Originally published on Solar Love.
According to a report from Deutsche Bank, electricity generated by solar power is the cheapest in Chile now. In fact, both solar and wind power there make electricity more cheaply than fossil fuels do.
Deutsche Bank Equity Research North America conducted an analysis by examining PV solar projects in Chile. The research showed solar had become the cheapest form of electricity generation. For example, coal power had rates of US$85/MWh but for recent solar PV farms the rate was $65 to $68/MWh. Obviously, this is quite a difference.
A concentrating solar power project came in at $97/MWh, but it also had storage. It would have been interesting to see what the rate was for one without storage, for the sake of comparison, and what form of storage is being used.
$0.52/W is the price for PV modules, but that cost drops to less than 50 cents for larger projects. Still, Chile could experience one gigawatt of solar installations this year and has about 2 GW under construction. It has been said that Chile doesn’t have a renewable energy problem, it has a transmission problem, because the grid was not built in parallel to the new renewable energy installations.

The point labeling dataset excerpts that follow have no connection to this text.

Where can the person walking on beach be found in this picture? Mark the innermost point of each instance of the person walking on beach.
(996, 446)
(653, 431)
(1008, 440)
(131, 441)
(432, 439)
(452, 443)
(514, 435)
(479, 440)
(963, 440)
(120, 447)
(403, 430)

The thing is, technology projects often have snags that crop up and seem like deal-breakers, until they are they dealt with. Why would Chile’s transition to renewable energy be completely smooth?
It’s not realistic to expect that it would be – first renewables were considered by some to be far too expensive, then there was no energy storage – but now that’s being addressed. Grids are outdated, but they can be revamped or expanded too. In point of fact, one might argue that the momentum generated by the various succcess of renewable energy is driving technological change in related industries.
If solar power electricity is already cheaper than fossil fuel electricity, how much cheaper will it be in five years there? Chile hasn’t even been at it that long, and already has surpassed grid parity. This achievement is an example to us all.